European Green Deal needs to deliver on global challenges

Financing the transition| Global transition

Key elements of the EU’s foreign policy funding will be finalised during ‘trilogue’ talks this week. Raising the climate spending target there could make a vital difference to supporting partner countries to deliver green recovery plans, writes Rachel Simon.

This op-ed was originally published by Euractiv on 18 November 2020.

Rachel Simon is the climate and development policy coordinator at Climate Action Network (CAN) Europe.

The next EU budget will have a new instrument through which the EU will deliver much of its support to partner countries, the Neighbourhood, Development and International Cooperation Instrument (NDICI).

If designed right, this instrument has the potential to support the EU’s partner countries to implement green recovery plans, enhanced climate and biodiversity plans, and deliver on the Sustainable Development Goals.

But in their agreement on the EU budget and recovery package last week, the Council and the Parliament chose to sideline external action, sending an alarming signal about European solidarity with the rest of the world.

An extra €1 billion proposed for the NDICI would come from reflows in the current budget period – not new money. This would hamper the EU’s ability to tackle the global crises and challenges hitting developing countries the hardest, including the rise in extreme poverty and inequality, the climate emergency, biodiversity crisis, gender-based discrimination and violence.

As a result, even though the climate and biodiversity crises come on top of development challenges and should be tackled with new and additional money, the NDICI has to find a way to deliver more with current funds.

In the current period 2014-2020, 20% of funding for developing countries has been dedicated to climate action. Within that time, the Paris Agreement has entered into force, the climate and biodiversity crises have accelerated with impacts hitting the most vulnerable hardest, and the COVID-19 crisis demands green recovery plans to build back better.

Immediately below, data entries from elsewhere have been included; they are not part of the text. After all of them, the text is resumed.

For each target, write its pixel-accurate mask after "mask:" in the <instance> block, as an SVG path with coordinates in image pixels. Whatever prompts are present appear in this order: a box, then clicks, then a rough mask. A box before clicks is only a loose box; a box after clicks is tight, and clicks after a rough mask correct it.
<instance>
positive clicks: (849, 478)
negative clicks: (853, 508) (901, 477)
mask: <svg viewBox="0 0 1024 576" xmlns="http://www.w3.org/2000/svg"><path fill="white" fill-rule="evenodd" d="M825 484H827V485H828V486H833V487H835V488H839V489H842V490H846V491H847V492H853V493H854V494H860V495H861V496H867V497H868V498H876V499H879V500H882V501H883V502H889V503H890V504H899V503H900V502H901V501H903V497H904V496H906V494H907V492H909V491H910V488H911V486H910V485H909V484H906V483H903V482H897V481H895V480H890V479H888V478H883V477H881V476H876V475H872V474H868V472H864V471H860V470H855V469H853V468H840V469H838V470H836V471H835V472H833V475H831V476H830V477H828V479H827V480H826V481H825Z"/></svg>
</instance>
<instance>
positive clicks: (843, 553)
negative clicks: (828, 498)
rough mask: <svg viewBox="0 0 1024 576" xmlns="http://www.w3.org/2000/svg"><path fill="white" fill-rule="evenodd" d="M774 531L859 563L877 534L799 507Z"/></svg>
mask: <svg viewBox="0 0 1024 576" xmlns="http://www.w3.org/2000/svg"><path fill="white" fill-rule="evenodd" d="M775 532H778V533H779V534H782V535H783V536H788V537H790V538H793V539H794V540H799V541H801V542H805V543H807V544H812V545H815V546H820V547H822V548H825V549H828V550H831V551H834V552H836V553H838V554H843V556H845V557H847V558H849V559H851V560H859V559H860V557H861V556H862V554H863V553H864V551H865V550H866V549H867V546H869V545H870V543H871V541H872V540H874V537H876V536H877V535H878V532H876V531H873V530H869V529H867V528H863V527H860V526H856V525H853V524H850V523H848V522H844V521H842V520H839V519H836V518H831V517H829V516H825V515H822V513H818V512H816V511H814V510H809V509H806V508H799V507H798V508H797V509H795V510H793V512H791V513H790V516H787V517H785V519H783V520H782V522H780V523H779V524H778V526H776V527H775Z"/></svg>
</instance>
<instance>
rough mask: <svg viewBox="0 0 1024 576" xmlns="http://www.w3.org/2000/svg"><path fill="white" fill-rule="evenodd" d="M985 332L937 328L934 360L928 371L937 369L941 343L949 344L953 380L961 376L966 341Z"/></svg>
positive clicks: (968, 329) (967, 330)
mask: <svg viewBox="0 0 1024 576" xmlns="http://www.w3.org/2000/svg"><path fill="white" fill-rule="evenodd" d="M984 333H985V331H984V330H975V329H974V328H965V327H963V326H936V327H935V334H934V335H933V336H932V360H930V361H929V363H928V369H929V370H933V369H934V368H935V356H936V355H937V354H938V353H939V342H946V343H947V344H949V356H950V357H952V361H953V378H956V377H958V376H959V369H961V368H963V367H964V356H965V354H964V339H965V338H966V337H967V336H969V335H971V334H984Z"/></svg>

This Friday, decision-makers should move to the Parliament’s position for a 45% climate and environment target in the NDICI.

Because of the way the target is allocated, it will incentivise climate and environment action across sectors, to deliver multiple other benefits, including for health, human development, and gender equality – through cleaner and greener cities, green livelihoods and community-led adaptation.

With some member states and the fossil fuel industry pushing hard to enable the use of EU funds for subsidising fossil gas, decision-makers must also take a robust approach to the ‘do no harm’ principle, exclude support for fossil fuel activities, and put in place strong environmental, social and human rights safeguards for communities.

International signals

Besides the EU budget, Member States also need to set out their own plans for international climate finance after 2020. The $100 billion annual climate finance goal, affirmed in the Paris Agreement, comes into force this year, and delivery on this annual goal needs to improve and increase from this year on.

The EU and its member states should use the upcoming Paris Agreement Anniversary to send a strong signal of solidarity.

On 12 December the leaders of the UK, France, Chile, Italy and the UN are co-hosting the Climate Ambition Summit, on the 5th anniversary of the Paris Agreement, inviting “bold”, new commitments from parties. To get a slot in the agenda, leaders will have to bring new climate plans, long-term strategies to net-zero, adaptation plans, and climate finance commitments.

Germany, holding the Presidency of the Council of the EU, can send a strong international signal by committing to double its own climate finance to €8 billion from 2021-2025.

The United Kingdom already announced such a doubling at the 2019 UN Secretary General’s climate summit in 2019. And Germany should persuade as many other European countries to scale up their climate finance contributions.